When conversation inevitably move to discussions revolving around the formation of CCM and the Jesus Movements “Jesus Music” world, many names take center stage. Larry Norman, Barry McGuire, Annie Herring and Randy Stonehill tend to be the focal point of conversations with the list of artists that were birthed at Calvary Chapel, Costa Mesa like Love Songs, Mustard Seed Faith and Daniel Amos.

But when conversing with the artists mentioned above, the name most often brought up is that of  musician extraordinaire, Paul Clark. Noted as one of the finest (possibly the finest) songwriter of the time and a world class musician of his own, Clark was instrumental in bring CCM to a whole new level of quality and acceptance.
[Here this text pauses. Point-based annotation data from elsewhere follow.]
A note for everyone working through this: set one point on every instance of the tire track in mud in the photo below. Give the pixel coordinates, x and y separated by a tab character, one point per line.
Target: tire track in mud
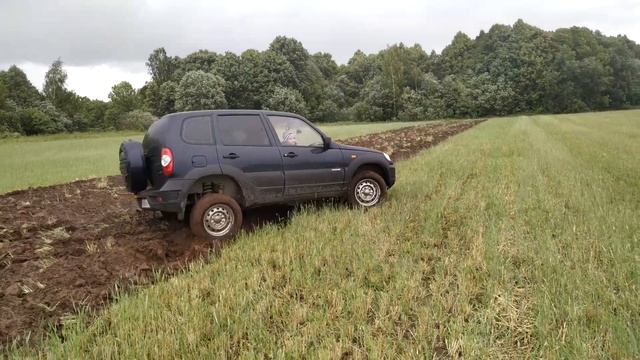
68	246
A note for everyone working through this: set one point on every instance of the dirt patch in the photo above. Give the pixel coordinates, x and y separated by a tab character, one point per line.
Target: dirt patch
406	142
66	247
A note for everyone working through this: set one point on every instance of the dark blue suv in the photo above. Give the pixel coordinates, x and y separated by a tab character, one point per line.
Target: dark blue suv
213	164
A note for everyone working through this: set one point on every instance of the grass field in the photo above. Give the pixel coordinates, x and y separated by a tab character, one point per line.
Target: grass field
518	238
47	160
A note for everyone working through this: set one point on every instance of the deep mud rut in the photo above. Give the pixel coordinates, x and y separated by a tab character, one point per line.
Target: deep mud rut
67	246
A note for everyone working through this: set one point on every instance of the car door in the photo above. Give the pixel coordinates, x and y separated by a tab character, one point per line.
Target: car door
310	170
246	153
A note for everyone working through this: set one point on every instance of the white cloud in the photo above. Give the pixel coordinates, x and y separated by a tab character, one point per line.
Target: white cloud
92	81
99	40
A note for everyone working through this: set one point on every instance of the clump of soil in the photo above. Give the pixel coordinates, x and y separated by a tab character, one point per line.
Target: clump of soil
67	246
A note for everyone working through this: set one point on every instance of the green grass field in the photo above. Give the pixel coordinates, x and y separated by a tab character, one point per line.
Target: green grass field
516	239
47	160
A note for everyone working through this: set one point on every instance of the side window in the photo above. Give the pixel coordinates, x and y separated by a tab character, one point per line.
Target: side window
242	130
197	130
295	132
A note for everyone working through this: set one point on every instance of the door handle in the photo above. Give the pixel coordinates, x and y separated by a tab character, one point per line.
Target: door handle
231	156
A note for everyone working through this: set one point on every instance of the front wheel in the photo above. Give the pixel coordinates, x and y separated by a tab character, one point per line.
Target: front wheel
216	217
366	189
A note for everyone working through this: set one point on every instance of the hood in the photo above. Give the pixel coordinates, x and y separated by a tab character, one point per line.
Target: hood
358	148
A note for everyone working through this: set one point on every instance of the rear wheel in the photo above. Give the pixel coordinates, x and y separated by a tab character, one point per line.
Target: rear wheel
366	189
216	217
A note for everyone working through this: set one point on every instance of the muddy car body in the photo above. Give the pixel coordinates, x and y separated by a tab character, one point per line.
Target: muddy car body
188	162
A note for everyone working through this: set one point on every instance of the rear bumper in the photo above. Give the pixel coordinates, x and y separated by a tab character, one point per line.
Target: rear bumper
168	198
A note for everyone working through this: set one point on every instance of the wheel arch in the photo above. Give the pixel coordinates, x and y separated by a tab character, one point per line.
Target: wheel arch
218	183
375	167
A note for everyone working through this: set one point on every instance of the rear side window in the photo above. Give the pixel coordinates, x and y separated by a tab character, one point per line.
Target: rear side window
197	130
242	130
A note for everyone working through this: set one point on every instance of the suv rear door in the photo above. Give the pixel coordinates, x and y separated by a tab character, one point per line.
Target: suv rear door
246	153
310	170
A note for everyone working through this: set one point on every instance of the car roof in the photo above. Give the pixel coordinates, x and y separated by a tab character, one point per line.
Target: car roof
232	111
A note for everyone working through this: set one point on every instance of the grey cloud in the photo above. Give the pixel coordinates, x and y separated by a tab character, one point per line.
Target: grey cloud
121	31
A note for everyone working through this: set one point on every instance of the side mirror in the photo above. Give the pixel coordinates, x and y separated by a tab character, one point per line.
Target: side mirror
327	143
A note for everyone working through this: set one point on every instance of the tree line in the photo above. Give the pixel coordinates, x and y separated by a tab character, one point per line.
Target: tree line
509	69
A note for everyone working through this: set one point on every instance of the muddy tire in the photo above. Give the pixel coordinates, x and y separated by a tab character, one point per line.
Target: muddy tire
132	166
366	189
216	217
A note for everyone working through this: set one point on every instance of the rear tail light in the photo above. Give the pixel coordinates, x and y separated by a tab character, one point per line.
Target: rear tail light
166	160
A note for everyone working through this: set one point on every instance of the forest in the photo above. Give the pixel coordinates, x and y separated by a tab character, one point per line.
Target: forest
509	69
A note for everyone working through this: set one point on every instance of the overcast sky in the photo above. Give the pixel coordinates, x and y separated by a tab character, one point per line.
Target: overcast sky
102	42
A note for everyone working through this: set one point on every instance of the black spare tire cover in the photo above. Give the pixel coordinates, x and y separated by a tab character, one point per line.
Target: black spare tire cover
132	166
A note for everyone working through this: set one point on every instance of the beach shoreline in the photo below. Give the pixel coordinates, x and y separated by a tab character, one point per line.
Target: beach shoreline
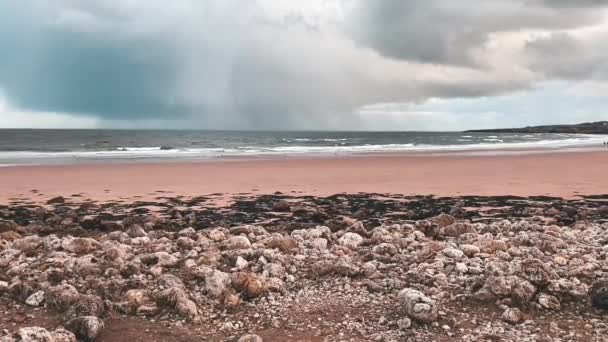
566	174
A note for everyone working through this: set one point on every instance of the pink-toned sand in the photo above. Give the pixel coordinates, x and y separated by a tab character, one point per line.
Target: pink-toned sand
557	174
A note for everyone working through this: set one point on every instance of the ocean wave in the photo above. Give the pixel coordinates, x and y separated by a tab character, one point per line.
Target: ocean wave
158	152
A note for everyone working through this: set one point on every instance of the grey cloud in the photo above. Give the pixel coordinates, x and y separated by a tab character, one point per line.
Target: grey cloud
227	64
563	56
51	68
442	32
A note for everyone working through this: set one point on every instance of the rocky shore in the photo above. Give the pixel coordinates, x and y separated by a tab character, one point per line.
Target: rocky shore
362	267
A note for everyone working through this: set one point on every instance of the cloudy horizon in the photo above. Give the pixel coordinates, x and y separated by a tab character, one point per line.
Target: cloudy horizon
319	65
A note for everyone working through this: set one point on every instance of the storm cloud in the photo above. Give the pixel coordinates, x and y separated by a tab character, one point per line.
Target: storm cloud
283	65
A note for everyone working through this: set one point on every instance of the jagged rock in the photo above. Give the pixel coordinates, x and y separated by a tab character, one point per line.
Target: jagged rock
237	242
6	226
177	299
79	245
249	284
284	244
549	302
599	294
136	298
3	287
56	200
470	250
61	297
418	306
216	235
319	244
512	315
350	240
522	291
147	310
535	271
63	335
216	282
166	260
500	286
35	299
404	323
443	220
385	249
34	334
86	328
28	245
20	290
281	206
86	305
274	270
250	338
453	253
457	229
240	263
136	231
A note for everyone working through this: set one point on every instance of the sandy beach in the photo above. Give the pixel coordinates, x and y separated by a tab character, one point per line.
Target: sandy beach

After four very well received and reviewed projects, Clark nearly single-handedly raised the bar to a whole new stratosphere with “Hand to the Plow.” Putting down his acoustic guitar and worship framed lyrical and musical focus, Clark joined forces with some of the finest musicians to ever grace a CCM project and invented the first real “classic rock” Christian album.

Seven minute jams featuring precise piano, swinging sax and grooving guitars, the album is brilliant from the opening piano interlude to the fading final string note. While the rest of the Jesus Music world was still peddling relatively safe and “dated” country rock and folk, Clark was piercing the speakers with R&B/Soul rhythms and progressive rock prowess unforeseen at time.

From the grainy cover of a wrinkled, weathered and worn hand of old man grasping a wooden plow to the stellar production quality, there is very little that was not groundbreaking. Clark’s voice was never this edgy or passionate in his previous releases. There is more Moody Blues, Pink Floyd and Steely Dan here than in the rest of CCM at the time combined.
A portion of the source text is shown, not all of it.